Has Obama’s faith strategy paid dividends?
DALLAS – Faith seems to have ducked behind the political curtain in America as economic and market woes take center stage in the White House race between Democrat Barack Obama and his Republican rival John McCain.
But Obama’s strong emphasis on his personal Christian faith in the earlier stages of the campaign and his team’s outreach programs aimed at evangelicals and other religious groups seem to be paying off.
At one point Obama’s faith strategy seemed to falter when it emerged that his long-time pastor Jeremiah Wright had made many stridently anti-American sermons.
Obama seems to have weathered that storm.
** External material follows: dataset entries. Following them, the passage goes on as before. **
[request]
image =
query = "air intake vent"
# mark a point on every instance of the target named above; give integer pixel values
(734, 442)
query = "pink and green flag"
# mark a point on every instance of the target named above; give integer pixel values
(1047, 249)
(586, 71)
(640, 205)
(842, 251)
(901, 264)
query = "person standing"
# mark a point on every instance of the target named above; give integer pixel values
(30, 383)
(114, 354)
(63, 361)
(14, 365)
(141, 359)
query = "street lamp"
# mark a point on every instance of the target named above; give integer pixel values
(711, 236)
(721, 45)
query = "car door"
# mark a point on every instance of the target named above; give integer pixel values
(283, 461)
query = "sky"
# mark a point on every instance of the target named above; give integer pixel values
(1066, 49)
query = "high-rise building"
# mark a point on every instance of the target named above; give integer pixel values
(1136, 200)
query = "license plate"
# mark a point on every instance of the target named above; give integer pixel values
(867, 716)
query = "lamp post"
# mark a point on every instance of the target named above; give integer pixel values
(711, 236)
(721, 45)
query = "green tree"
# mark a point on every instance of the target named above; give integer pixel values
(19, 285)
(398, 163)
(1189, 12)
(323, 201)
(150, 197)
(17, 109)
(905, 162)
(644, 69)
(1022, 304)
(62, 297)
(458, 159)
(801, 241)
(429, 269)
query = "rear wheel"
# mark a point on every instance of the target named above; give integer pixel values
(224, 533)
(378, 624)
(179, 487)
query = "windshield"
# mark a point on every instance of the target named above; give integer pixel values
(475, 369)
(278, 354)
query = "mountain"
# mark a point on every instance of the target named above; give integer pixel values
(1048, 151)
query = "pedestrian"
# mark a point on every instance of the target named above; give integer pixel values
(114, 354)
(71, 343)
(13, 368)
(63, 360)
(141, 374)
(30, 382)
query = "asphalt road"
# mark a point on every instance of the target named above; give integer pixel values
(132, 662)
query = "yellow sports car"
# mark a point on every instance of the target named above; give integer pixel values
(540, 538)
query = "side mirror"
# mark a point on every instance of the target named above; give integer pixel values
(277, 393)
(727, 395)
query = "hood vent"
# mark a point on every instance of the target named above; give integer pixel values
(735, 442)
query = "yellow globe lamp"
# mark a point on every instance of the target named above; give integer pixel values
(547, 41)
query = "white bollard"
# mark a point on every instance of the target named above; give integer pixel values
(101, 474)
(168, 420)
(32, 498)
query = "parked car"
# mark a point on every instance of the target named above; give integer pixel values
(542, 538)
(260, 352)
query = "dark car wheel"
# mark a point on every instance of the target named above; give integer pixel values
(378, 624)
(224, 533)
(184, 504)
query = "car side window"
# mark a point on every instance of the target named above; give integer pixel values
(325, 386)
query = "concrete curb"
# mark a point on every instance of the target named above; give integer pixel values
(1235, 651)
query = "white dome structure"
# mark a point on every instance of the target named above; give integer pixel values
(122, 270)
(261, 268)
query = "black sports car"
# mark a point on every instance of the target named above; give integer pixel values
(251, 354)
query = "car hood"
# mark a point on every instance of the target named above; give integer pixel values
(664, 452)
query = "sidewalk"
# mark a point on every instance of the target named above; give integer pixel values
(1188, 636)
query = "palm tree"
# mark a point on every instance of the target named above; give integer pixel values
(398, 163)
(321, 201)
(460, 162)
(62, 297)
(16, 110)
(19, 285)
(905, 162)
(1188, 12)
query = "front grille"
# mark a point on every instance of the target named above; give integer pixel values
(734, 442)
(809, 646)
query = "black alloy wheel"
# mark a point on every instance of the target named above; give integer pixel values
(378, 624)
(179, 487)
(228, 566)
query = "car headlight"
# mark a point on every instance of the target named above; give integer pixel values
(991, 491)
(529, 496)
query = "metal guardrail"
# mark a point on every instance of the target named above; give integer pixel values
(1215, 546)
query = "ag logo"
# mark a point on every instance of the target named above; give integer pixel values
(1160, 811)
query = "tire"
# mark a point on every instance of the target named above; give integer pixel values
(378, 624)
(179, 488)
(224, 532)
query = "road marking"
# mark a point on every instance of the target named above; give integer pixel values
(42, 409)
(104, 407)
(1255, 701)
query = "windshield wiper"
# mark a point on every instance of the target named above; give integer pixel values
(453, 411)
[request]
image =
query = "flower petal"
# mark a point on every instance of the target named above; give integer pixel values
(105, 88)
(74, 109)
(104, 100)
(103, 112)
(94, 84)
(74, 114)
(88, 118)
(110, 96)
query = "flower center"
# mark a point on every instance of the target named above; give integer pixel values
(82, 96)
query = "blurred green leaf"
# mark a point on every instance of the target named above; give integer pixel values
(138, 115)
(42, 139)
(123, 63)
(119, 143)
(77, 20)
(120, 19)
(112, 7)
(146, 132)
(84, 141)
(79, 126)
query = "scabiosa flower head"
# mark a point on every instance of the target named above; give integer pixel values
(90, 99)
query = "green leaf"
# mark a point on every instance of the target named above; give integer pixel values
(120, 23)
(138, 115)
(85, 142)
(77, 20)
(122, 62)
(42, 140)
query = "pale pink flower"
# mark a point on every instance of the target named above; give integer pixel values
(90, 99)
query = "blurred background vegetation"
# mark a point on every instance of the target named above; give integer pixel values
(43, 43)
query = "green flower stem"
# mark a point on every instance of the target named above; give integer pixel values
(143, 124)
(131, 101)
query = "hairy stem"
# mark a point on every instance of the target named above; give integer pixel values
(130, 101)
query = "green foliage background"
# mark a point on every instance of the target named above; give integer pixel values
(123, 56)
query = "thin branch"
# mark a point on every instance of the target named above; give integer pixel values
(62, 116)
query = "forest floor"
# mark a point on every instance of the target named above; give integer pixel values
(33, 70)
According to the Pew Research Center, Obama’s widening leads in the national polls in the run up to the Nov. 4 election have been mirrored by gains among a range of religious groupings and denominations.
You can see its survey on voter trends according to religious affiliation here.
For example, in a Pew survey in September, McCain lead Obama among white mainstream Protestant registered voters by 50 to 40 percent. In its latest survey from Oct 16-19, Obama led McCain among registered voters from this group 48 to 43 percent.
White evangelical Protestants remain a key Republican base but Obama has also made inroads here, although they have been very modest. Over the same period McCain’s lead from them has been cut from 71 to 21 percent to 67 to 24 percent.
Non-Hispanic Catholic registered voters surveyed from Sept 9 to 14 favored McCain by 48 to 41 percent. Obama now leads among this group 49 to 41 percent.
Almost 2,600 registered voters were surveyed in the latest poll which has a margin of error of +/- 2.5 percentage points.
The economy’s rough patch is clearly swaying many Americans regardless of their religious affiliation. But is Obama also reaping the fruits of his own “faith strategy?”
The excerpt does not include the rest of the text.